Né John Richard Baldwin le 3 janvier 1946 à Sidcup, dans le Kent, l’artiste connu sous le nom de John Paul Jones incarne l’évolution de la basse d’un rôle purement rythmique vers une fonction d’arrangement complexe et multidimensionnelle. Sa formation précoce, initiée sous l'influence de parents musiciens, l'amène à maîtriser le piano dès l'enfance avant de se tourner vers la basse à l'adolescence, un choix qui allait modifier le paysage sonore du XXe siècle.
L'apprentissage par le studio : La forge londonienne
Avant d'accéder à la célébrité planétaire avec Led Zeppelin, Jones a consolidé sa réputation dans l'industrie exigeante des sessions de studio londoniennes entre 1964 et 1968. Travaillant sous un pseudonyme suggéré par son ami Andrew Loog Oldham — inspiré par une affiche du film de 1959 sur l'officier naval John Paul Jones — il est devenu l'un des arrangeurs et musiciens les plus sollicités de la capitale britannique.
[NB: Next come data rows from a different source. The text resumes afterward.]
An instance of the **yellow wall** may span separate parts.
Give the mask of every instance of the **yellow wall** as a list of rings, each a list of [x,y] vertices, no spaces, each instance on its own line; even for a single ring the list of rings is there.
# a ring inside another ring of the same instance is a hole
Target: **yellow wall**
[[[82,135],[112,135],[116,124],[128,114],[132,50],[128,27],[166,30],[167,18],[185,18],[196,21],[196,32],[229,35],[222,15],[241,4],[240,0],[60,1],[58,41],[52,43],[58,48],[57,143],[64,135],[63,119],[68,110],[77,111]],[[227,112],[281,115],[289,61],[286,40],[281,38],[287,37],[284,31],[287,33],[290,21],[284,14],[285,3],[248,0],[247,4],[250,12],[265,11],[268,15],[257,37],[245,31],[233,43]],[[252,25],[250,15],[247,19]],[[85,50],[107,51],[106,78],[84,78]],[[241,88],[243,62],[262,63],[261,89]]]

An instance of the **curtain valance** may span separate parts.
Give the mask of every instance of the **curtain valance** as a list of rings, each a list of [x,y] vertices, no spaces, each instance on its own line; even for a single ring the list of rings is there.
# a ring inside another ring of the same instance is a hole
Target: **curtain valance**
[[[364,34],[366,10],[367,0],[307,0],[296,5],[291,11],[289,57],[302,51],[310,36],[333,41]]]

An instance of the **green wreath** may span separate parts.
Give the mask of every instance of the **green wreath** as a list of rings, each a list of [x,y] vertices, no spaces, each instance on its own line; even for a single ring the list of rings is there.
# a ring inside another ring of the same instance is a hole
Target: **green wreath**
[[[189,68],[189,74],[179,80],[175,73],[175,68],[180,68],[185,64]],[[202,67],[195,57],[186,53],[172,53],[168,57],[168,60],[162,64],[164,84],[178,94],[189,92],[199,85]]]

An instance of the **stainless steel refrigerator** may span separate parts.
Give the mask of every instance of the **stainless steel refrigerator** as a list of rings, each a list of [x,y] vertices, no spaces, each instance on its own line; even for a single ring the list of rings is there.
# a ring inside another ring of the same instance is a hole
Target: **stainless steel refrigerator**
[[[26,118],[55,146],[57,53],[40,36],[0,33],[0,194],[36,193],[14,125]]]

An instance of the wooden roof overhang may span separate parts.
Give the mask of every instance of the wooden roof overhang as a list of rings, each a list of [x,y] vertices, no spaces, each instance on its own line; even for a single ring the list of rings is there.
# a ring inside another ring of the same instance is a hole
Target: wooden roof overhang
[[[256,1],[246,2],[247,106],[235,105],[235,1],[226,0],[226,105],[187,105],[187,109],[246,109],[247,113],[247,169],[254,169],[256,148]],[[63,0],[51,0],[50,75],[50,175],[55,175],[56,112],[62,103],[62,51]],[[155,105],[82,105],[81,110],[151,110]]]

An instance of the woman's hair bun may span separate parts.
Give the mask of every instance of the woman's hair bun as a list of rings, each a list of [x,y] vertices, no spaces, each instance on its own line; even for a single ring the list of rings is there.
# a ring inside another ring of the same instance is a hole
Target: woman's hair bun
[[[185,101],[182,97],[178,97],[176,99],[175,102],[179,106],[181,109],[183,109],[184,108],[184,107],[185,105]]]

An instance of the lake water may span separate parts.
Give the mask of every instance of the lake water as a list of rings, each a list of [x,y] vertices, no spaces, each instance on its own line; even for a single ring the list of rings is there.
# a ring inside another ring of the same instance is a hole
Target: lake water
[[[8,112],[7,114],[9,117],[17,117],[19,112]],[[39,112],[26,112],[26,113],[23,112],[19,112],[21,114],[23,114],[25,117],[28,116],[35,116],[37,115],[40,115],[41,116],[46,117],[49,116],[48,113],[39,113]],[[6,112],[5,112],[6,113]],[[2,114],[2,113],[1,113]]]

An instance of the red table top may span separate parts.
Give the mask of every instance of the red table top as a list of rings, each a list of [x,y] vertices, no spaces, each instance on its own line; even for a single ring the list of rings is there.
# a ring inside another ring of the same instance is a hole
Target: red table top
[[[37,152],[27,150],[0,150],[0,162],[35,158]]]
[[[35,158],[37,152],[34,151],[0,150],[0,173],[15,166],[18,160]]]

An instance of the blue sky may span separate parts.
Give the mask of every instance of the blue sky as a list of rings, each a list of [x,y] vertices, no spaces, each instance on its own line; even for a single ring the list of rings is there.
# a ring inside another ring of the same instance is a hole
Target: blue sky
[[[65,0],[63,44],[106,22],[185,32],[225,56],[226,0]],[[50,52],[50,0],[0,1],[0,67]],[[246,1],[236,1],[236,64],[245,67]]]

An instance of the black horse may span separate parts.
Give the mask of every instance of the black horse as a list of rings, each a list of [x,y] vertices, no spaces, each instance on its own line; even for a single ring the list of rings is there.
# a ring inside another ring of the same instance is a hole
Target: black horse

Son curriculum de cette période témoigne d'une polyvalence rare, collaborant avec des artistes tels que les Rolling Stones, pour qui il a arrangé les cordes de "She’s a Rainbow", Donovan (sur "Sunshine Superman" et "Hurdy Gurdy Man"), Cat Stevens ou encore Jeff Beck.
Cette expérience de musicien de l'ombre lui a permis de développer une vision globale de la composition. Jones a souvent affirmé que ses centaines de sessions l'avaient formé à l'efficacité et à la précision, deux qualités qu'il transportera dans la fondation de Led Zeppelin en 1968 aux côtés de Jimmy Page. L'analyse de ses premiers travaux montre déjà une prédilection pour l'intégration de structures harmoniques issues du jazz dans le cadre de la pop et du rock émergeant.
L'architecture sonore de Led Zeppelin : Rythme, Mélodie et Innovation
Au sein de Led Zeppelin, le rôle de John Paul Jones dépasse largement celui d'un simple bassiste. Il est l'architecte harmonique du groupe, capable d'intégrer des instruments aussi divers que le Mellotron, la mandoline ou la flûte à bec dans une esthétique hard rock. Sa relation avec le batteur John Bonham est souvent citée comme l'une des sections rythmiques les plus puissantes et les plus souples de l'histoire du rock, caractérisée par une capacité instinctive à déplacer le temps (beat placement) pour créer une dynamique organique.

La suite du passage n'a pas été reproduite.